The mTOR signaling pathway is controlled by nutrients, cellular energy status, and
growth factors such as insulin. Since mTOR is regulated by metabolic signals, we
focused our research on the roles of the mTOR signaling pathway in metabolic tissues, in
particular adipose tissue. My research project concentrated on studying how mTORC1
signaling affects adipocytes, in tissue culture and in mice.
Adipose tissue functions mainly as a long term fat storage depot. However, it is also
an important endocrine organ, which secretes hormones, cytokines and complement
factors. In this thesis, I first present evidence confirming that mTORC1 is required for
the differentiation and maintenance of adipocytes in vitro. In tissue culture, inhibition
of mTORC1 caused a decrease in the expression of adipose transcription factors, which
led to a decreased expression of genes related to fat metabolism and storage. This
resulted in de‐differentiation of the cells, manifested as loss of intracellular triglycerides.
I further focused my research on the key adipogenic transcription factor PPARγ, and
tried to elucidate the molecular mechanism by which mTORC1 regulates its activity. The
results suggested that rapamycin treatment acts to inhibit PPARγ downstream of its
ligands.
To investigate a role of adipose mTORC1 in regulation of adipose and whole body
metabolism, we generated mice with an adipose‐specific knockout of raptor (raptorad‐/‐).

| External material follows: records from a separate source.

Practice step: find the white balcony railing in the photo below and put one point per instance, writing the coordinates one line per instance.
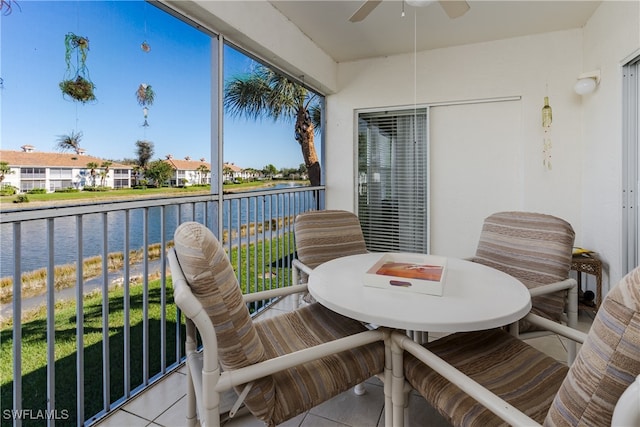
(123, 320)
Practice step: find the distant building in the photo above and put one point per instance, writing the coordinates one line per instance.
(233, 172)
(189, 172)
(51, 171)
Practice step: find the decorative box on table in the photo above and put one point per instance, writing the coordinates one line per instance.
(419, 273)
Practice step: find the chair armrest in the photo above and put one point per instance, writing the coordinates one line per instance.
(492, 402)
(558, 328)
(273, 293)
(553, 287)
(232, 378)
(300, 266)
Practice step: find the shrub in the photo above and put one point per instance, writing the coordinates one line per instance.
(37, 191)
(8, 190)
(96, 188)
(22, 198)
(67, 190)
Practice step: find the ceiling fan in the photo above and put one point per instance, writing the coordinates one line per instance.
(453, 8)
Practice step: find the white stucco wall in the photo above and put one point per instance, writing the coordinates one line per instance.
(528, 67)
(584, 185)
(611, 38)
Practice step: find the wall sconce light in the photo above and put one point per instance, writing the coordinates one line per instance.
(587, 82)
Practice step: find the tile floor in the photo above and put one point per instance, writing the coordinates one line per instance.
(164, 404)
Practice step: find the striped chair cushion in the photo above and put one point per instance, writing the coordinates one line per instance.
(325, 235)
(212, 280)
(607, 363)
(500, 362)
(298, 390)
(534, 248)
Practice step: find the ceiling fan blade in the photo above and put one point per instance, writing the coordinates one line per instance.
(454, 9)
(364, 10)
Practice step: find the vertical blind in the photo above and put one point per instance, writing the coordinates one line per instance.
(393, 180)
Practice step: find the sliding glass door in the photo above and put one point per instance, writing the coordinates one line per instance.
(393, 180)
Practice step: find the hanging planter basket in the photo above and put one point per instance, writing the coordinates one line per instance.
(145, 95)
(79, 89)
(77, 86)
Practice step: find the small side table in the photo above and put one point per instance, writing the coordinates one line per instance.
(589, 265)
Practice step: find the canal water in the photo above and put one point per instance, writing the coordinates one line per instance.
(34, 251)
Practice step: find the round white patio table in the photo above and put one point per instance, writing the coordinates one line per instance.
(475, 297)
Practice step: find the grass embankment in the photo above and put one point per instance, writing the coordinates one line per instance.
(34, 283)
(34, 339)
(128, 193)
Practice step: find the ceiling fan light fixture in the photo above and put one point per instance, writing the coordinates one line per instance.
(587, 82)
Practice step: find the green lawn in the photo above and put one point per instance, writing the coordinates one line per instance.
(128, 193)
(34, 350)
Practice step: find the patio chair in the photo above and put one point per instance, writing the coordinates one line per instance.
(322, 236)
(281, 366)
(537, 250)
(489, 378)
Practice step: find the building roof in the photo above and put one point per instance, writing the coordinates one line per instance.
(189, 165)
(49, 160)
(233, 167)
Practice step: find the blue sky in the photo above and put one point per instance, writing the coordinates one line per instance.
(34, 112)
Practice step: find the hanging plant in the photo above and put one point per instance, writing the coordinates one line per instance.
(145, 96)
(77, 84)
(79, 89)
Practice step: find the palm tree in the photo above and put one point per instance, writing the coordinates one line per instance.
(92, 166)
(265, 93)
(105, 173)
(69, 142)
(4, 170)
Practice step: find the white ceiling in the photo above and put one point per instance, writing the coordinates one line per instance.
(385, 32)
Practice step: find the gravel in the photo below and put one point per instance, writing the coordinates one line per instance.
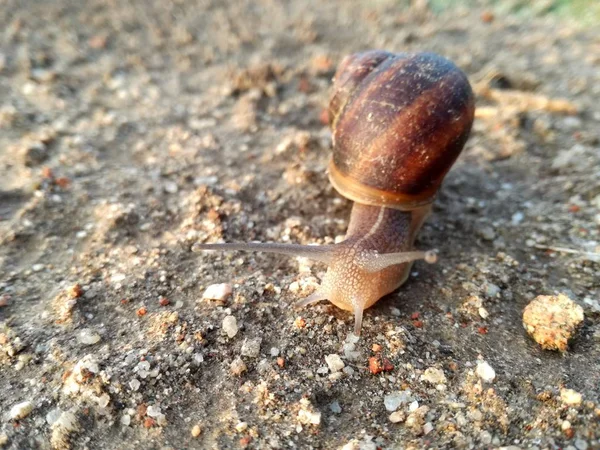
(131, 132)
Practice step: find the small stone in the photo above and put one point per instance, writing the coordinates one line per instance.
(393, 401)
(397, 417)
(434, 375)
(334, 362)
(427, 428)
(34, 154)
(552, 320)
(171, 187)
(485, 372)
(230, 326)
(20, 410)
(485, 437)
(335, 407)
(88, 337)
(570, 397)
(483, 313)
(217, 291)
(487, 233)
(53, 415)
(251, 347)
(196, 431)
(153, 411)
(238, 367)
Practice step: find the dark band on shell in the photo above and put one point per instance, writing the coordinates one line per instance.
(399, 122)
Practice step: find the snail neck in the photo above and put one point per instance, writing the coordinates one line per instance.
(385, 229)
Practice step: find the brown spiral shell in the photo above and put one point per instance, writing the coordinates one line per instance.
(399, 122)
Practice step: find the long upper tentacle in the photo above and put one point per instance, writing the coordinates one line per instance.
(378, 261)
(323, 253)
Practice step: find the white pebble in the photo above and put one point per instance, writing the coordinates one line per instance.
(20, 410)
(397, 417)
(335, 407)
(230, 326)
(433, 375)
(53, 416)
(427, 428)
(217, 291)
(485, 372)
(483, 313)
(251, 347)
(570, 397)
(334, 362)
(153, 411)
(88, 337)
(393, 401)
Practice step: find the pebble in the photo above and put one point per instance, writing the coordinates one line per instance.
(217, 291)
(570, 397)
(397, 417)
(335, 407)
(238, 367)
(485, 372)
(251, 347)
(434, 375)
(485, 437)
(53, 415)
(393, 401)
(552, 320)
(134, 384)
(486, 232)
(334, 362)
(483, 313)
(427, 428)
(153, 411)
(20, 410)
(230, 326)
(491, 290)
(88, 337)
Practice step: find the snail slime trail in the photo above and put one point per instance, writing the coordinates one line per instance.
(399, 121)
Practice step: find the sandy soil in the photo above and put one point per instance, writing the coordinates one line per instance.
(131, 130)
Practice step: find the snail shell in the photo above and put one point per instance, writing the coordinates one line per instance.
(399, 122)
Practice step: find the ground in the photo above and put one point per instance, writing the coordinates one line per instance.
(131, 130)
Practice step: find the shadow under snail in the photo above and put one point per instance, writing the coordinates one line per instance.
(399, 121)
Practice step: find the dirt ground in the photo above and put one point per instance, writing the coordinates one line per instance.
(131, 130)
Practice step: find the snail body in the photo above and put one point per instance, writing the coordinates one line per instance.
(399, 121)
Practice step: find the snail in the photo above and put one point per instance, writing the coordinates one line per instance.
(399, 121)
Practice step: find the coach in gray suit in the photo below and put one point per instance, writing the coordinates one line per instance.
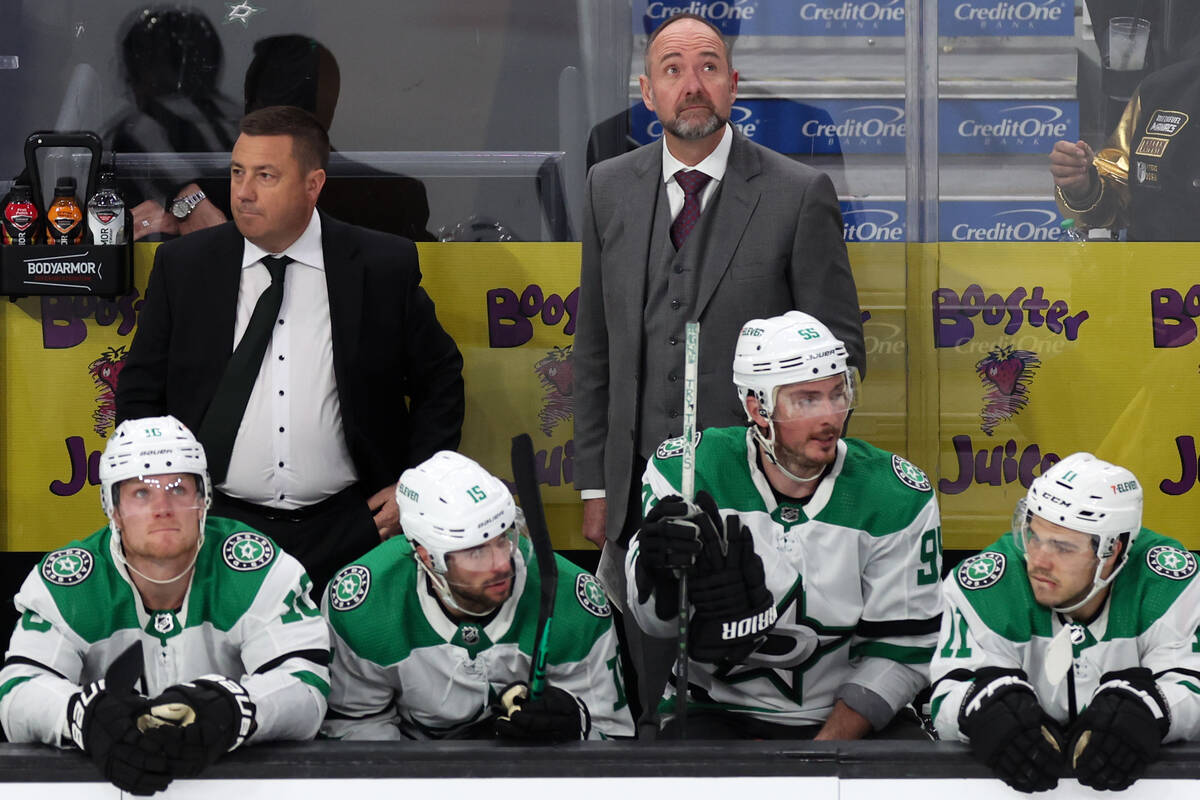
(753, 234)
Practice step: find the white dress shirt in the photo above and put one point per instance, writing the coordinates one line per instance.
(291, 449)
(714, 167)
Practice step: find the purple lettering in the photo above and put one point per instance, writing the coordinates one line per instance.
(1188, 467)
(1171, 324)
(507, 326)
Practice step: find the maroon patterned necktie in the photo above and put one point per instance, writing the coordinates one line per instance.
(693, 182)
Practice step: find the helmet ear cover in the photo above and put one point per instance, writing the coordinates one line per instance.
(1091, 497)
(156, 445)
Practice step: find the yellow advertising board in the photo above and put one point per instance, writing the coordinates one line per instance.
(987, 361)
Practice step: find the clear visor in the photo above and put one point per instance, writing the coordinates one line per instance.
(1061, 543)
(489, 555)
(159, 494)
(831, 396)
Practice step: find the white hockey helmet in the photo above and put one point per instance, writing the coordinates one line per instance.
(783, 350)
(153, 445)
(1089, 495)
(449, 503)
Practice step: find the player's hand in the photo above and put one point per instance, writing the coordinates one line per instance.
(1071, 164)
(103, 723)
(667, 542)
(387, 511)
(197, 722)
(556, 716)
(1009, 732)
(1121, 729)
(729, 591)
(150, 217)
(595, 518)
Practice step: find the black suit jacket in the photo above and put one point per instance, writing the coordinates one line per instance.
(388, 344)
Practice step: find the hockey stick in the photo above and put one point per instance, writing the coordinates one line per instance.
(526, 476)
(688, 489)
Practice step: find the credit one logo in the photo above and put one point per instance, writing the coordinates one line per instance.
(1001, 127)
(1006, 18)
(778, 18)
(880, 221)
(835, 126)
(991, 221)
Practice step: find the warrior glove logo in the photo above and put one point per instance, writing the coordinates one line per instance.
(349, 588)
(749, 626)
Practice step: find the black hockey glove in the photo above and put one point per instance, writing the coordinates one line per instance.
(556, 716)
(197, 722)
(669, 541)
(1121, 729)
(103, 723)
(733, 609)
(1009, 732)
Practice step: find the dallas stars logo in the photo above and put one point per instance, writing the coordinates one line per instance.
(982, 571)
(591, 595)
(349, 588)
(246, 551)
(241, 12)
(910, 474)
(1171, 563)
(67, 567)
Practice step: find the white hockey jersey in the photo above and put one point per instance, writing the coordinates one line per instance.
(403, 669)
(855, 572)
(1150, 619)
(246, 615)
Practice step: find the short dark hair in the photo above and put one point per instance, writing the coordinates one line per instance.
(687, 14)
(310, 140)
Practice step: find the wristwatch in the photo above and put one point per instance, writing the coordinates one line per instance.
(181, 206)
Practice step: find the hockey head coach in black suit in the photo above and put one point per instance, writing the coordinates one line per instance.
(303, 350)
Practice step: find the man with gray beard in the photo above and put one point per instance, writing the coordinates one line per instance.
(705, 226)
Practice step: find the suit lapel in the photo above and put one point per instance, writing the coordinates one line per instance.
(345, 276)
(629, 289)
(735, 203)
(225, 286)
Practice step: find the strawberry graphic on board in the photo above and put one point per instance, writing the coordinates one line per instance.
(1006, 374)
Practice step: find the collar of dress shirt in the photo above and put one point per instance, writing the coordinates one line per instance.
(712, 166)
(306, 250)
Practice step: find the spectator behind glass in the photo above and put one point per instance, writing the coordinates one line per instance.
(1146, 178)
(172, 60)
(300, 71)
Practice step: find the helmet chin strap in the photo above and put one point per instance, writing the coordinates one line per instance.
(119, 554)
(443, 588)
(1098, 585)
(768, 447)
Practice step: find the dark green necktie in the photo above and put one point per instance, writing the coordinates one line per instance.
(219, 429)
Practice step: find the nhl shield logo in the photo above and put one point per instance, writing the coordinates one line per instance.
(1171, 563)
(246, 551)
(349, 588)
(67, 567)
(982, 570)
(591, 595)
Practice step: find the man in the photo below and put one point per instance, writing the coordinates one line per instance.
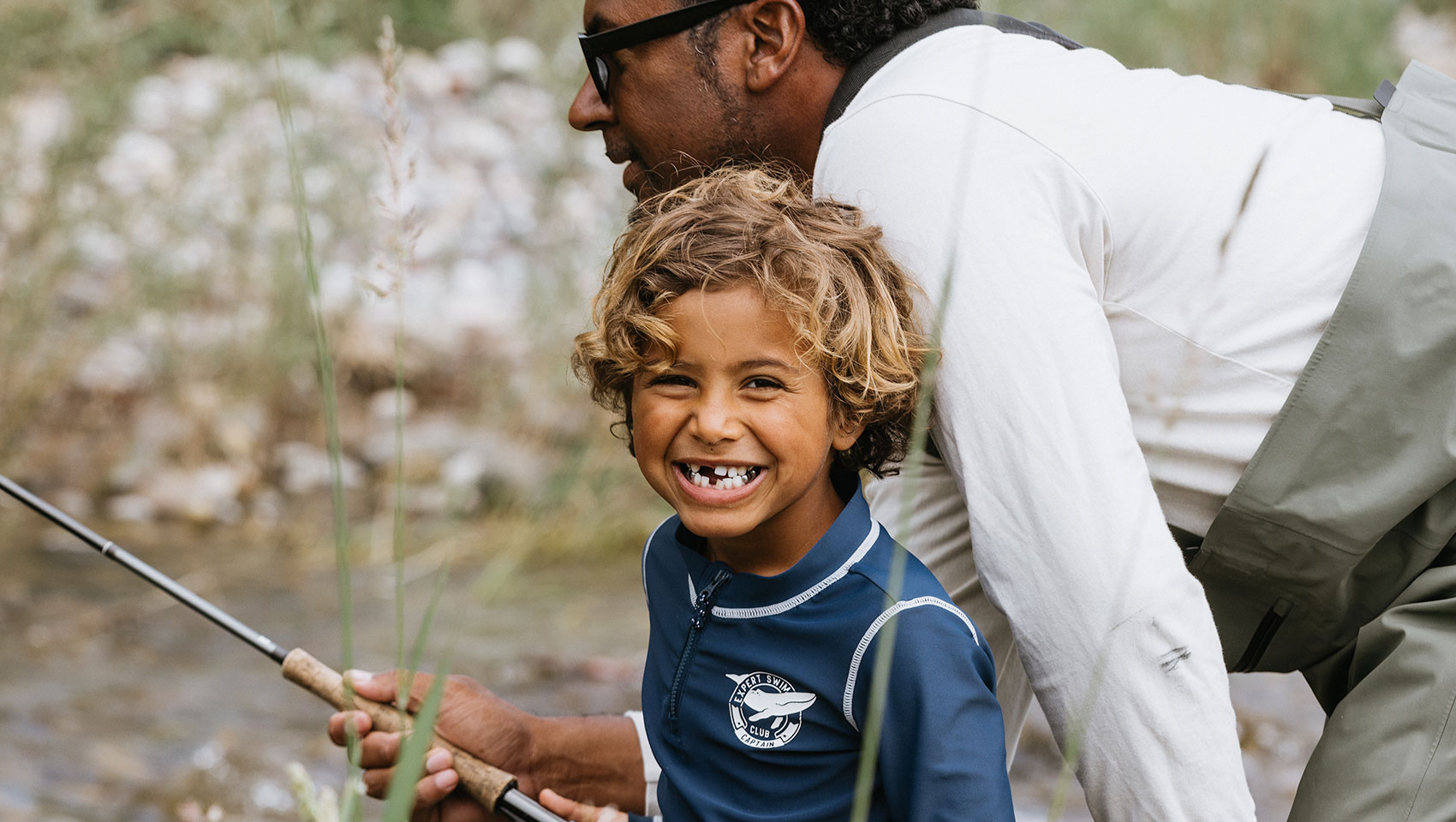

Compared to control littermates, raptorad‐/‐ mice had substantially less adipose tissue,
were protected against diet‐induced obesity and hypercholesterolemia, and exhibited
improved insulin sensitivity. Leanness was despite reduced physical activity and
unaffected caloric intake, lipolysis, and absorption of lipids from the food. White
adipose tissue of raptorad‐/‐ mice displayed enhanced expression of genes encoding
mitochondrial uncoupling proteins characteristic of brown fat. Leanness of the raptorad‐
/‐ mice was attributed to elevated energy expenditure due to mitochondrial uncoupling.
These results suggest that adipose mTORC1 is a regulator of adipose metabolism and
thereby controls whole body energy homeostasis.